O DN tentou saber como aceder às normas de segurança da Brisa para trabalhos nas autoestradas - que como se sabe é uma concessionária destes equipamentos, ou seja, explora-os e é deles responsável por contrato com o Estado -, mas foi respondido que se trata de "documentos internos".
Confidenciais até, qualificou ao jornal um ex-responsável da área da fiscalização da empresa, que pede para não ser identificado: "Enquanto empregados da Brisa assinamos um acordo de confidencialidade. Não podemos falar com a comunicação social, nem divulgar essas normas, que quando saí não trouxe comigo nem posso pedir a um colega que ainda lá esteja sem o colocar numa situação complicada."
Mas a empresa, assegura este ex-trabalhador da Brisa, "é rigorosa nos procedimentos de segurança e na sinalização dos trabalhos nas autoestradas; se houver um trabalho do lado direito tem de ser feita a sinalização com antecedência - dois quilómetros antes - e toda uma delimitação da zona de trabalho." Tratando-se de trabalhos do lado esquerdo, ou seja junto à via mais rápida, e havendo trabalhadores no separador central, então, garante, "não há dúvidas sobre o que dizem as normas: além da já mencionada sinalização com antecedência para assegurar a redução de velocidade, tem de haver corte de via, delimitando-se com cones de sinalização, e antes da zona de trabalho colocam uma viatura para servir de proteção."
Porém, acusa, muitas vezes não é isso que se passa nas obras que se veem nas autoestradas: "Ainda há poucos dias vi trabalhos no separador central, precisamente de corte de vegetação, sem qualquer proteção nem corte de via.
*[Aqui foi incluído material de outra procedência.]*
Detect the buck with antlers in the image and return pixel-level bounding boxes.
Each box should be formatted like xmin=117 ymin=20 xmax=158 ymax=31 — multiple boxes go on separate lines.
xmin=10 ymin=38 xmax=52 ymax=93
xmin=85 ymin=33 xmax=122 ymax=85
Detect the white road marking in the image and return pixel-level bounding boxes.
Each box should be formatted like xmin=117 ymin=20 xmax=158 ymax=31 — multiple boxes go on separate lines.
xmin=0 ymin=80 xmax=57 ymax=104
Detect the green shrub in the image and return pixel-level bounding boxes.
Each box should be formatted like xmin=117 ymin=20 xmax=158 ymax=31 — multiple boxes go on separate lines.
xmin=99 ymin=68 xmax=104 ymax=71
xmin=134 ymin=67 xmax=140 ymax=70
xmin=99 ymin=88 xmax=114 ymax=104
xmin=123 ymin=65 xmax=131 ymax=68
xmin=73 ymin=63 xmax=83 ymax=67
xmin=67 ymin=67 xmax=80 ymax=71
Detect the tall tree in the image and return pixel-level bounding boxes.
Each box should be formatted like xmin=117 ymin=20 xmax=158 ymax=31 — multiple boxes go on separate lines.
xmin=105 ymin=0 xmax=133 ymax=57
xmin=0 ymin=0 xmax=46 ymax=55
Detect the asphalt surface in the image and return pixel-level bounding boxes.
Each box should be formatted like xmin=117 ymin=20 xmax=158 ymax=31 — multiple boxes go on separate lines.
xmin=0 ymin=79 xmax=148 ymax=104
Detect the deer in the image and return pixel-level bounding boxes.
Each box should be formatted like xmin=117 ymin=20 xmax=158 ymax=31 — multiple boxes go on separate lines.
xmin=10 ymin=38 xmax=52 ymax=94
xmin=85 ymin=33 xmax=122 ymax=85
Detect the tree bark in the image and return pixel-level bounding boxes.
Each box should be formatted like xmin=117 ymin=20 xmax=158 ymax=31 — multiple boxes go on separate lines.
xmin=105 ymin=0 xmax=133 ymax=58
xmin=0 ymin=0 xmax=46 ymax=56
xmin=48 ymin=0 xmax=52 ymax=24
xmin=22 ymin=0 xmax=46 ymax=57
O que além do mais implica que os trabalhadores têm de atravessar a autoestrada a correr com máquinas às costas. E o plano de sinalização era muito fraquito."
A explicação que este ex-trabalhador da Brisa adianta para as falhas de segurança apontadas é de que "o conjunto de regras que a empresa observa quando as intervenções são dela própria não é garantido aos trabalhadores subcontratados. Quando as obras e trabalhos são de subempreiteiros muitas vezes a proteção não é assegurada."
O que, lembra, implica não apenas perigo para os trabalhadores mas para os automobilistas: "Se um trabalhador recebe ordens para trabalhar no separador central e atravessar a autoestrada está a colocar-se a ele em risco e às pessoas que vêm nos carros. É muito importante que os próprios trabalhadores tenham ações de formação e saibam que não podem atravessar as autoestradas."
Em caso de acidente, considera, a responsabilidade é desses subempreiteiros mas também, e até sobretudo, da Brisa: "Tem de garantir que quem está a trabalhar nas autoestradas está a cumprir os procedimentos de segurança e tem formação para isso. Sendo a responsável pela infraestrutura tem de fazer tudo para garantir que há segurança." Para tal, explica, tem de fiscalizar de modo a certificar-se de que os subempreiteiros cumprem as regras. Mas, conclui, "as equipas de fiscalização que havia foram quase todas dispensadas. Eu trabalhava nessa área e saí, como muitos dos meus colegas."